Будто уже не начали, подумал я.

— Будто уже не начали, — усмехнулся Валентин.

— А твоя заведующая?.. Не боишься её?.. Помню, ты всегда таился от неё.

— Нет её. В отпуске.

— Зимой!?

Лурье пожал плечами.

— А куда ж ей деваться… Взяла две недели за свой счёт… по уходу за больным мужем.

— Мне всегда удивительным кажется, когда слышу, что врачи болеют. В средние века больных лекарей на костре сжигали.

— Сейчас не те времена.

— Что, не болеют?

— Болеют, болеют… Видел его — к нам на день медиков приходил: худющий — три дня до смерти, а жрёт за троих.

— Обожрался?

— Тут другое… С понтом, инфаркт у него. — И опять усмехнулся. — Козе понятно, что придуривается. Врачам это на раз… не фиг делать… У них это запросто, как два пальца обоссать.

— Зачем это ему?..

И опять, нетерпеливый голос из-за ширмы:

— Ну, скоро вы там?

Вслед за голосом, послышалось цоканье бутылки о край стакана.

— Залетел её муженек… по самые не балуй.

— Как это?..

— Очень просто: откусил больше, чем смог проглотить.

— Иди ты!..

— На взятке погорел.… Доигрался хер на скрипке.

— Ну да?..

— Вот тебе и «ну да». За простой аппендикс брал с больных как за прободную язву. Совсем оборзел. Его и повязали на горячем. Он, не будь дурак — брык… и на больничку… Теперь наша «мама джан» возле него кудахчет. Даже про своих кавказских кобелей забыла.

— Кавказских?..

— Ну да… Она к ним — как на иглу подсела. На моей памяти уже четверо было. Любит она знойных джигитов.

— Ого!..

— Вот тебе и — ого. Только не понятно: то ли они её, то ли она их…

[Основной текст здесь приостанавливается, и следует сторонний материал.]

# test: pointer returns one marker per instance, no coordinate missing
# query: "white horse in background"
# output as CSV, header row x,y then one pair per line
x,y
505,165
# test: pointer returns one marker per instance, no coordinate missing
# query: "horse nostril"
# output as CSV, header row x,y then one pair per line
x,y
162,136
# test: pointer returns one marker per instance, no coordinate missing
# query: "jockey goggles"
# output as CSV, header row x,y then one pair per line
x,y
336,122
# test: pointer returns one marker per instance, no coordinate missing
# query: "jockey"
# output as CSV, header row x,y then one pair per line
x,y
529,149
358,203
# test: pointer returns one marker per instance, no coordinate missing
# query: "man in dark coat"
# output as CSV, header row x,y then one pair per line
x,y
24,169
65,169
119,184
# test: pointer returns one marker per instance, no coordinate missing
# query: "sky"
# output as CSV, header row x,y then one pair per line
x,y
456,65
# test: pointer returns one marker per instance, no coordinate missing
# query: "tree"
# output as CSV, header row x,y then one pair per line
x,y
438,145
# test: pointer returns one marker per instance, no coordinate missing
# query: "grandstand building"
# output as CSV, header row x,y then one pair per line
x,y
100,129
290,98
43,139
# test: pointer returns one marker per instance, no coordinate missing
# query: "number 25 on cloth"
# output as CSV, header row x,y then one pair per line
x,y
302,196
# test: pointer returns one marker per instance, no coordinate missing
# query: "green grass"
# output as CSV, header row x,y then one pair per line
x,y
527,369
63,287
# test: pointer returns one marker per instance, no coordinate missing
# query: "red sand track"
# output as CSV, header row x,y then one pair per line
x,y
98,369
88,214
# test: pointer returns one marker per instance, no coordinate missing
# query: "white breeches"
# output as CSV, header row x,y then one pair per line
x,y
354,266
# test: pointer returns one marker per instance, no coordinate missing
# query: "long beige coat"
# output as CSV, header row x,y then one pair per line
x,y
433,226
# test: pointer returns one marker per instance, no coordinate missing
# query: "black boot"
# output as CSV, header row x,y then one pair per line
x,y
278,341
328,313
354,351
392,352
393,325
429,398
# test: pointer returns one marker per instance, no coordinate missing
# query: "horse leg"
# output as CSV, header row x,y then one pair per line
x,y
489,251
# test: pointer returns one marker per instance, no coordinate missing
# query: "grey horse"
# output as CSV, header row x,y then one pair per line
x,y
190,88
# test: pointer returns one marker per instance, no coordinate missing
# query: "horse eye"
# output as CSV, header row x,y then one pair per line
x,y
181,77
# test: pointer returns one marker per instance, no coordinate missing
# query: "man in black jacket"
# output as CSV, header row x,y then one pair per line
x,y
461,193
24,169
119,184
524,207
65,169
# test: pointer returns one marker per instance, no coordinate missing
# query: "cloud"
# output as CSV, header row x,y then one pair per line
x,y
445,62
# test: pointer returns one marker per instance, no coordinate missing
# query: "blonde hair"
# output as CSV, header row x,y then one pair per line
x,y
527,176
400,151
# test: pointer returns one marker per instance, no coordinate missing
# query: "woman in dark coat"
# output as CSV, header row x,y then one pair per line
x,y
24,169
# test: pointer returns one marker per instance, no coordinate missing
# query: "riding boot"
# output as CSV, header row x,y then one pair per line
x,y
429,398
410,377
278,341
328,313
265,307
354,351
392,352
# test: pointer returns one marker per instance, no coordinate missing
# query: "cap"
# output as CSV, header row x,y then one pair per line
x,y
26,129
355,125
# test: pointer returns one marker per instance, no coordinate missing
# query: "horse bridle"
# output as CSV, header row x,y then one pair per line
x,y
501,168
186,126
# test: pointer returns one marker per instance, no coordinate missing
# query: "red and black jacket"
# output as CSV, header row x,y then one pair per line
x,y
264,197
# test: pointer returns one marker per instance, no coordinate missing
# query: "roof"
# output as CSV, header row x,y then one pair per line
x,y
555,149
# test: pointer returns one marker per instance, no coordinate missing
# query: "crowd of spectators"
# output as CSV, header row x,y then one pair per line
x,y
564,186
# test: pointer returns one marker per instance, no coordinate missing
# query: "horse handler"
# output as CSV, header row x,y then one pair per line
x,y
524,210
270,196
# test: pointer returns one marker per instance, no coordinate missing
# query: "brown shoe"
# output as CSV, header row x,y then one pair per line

— Муж, тоже, из той породы?

— Нет, муж — из нашенских… хохол или кацап. Чёрт его знает.

— Что ж так?..

— Да вот так. Просчиталась бабёнка, теперь давай исправлять ошибку — на другой замес её потянуло. Ну, всё, всё… хватит об этом. Пошли, не будем испытывать терпение.

Не будем, согласился я: а что еще делать, если знал зачем пришёл, и уже переступил порог. Если телёнка посадили на привязь, он уже никуда не денется.

— Почему мобильник не брал?.. Звонил, звонил… всё — как тёща под лёд. Дома забыл?

— Ты сегодня уже говорил про тёщу. Повторяешься.

— Когда?

— Что, когда?

— Про тёщу говорил.

— Час назад… по телефону. И где ты такого нахватался?

— Ладно, не умничай. Чего мобилу не брал — дома забыл?

Не забыл — специально не взял: не хотел, чтоб благоверная дозванивалась. Если задерживаюсь после десяти вечера — телефон без конца трезвонит. Не поднять трубку или отключить… Домой лучше и не приходи: задолбает из самых лучших побуждений.

За ширмой — двое. Одного хорошо знаю — Стасик Ракитин. Второй — двухстворчатый шкаф. Этого первый раз вижу. И оба уже подшофе. Оба на меня… как на татарина, осмелившегося нарушить их трапезу. Даже не сделали вид, что обрадовались, когда Валентин представил меня. Ну и хрен с ними, подумал я, уже решив, что после второй, нет, лучше, после третьей рюмки, встану из-за стола, и — будто покурить… уйду по-английски. Пожимать на прощание их руки я не собирался. Обойдутся. Да им и самим это без надобности: они здесь для того, чтобы выпить, а не для беседы со мной.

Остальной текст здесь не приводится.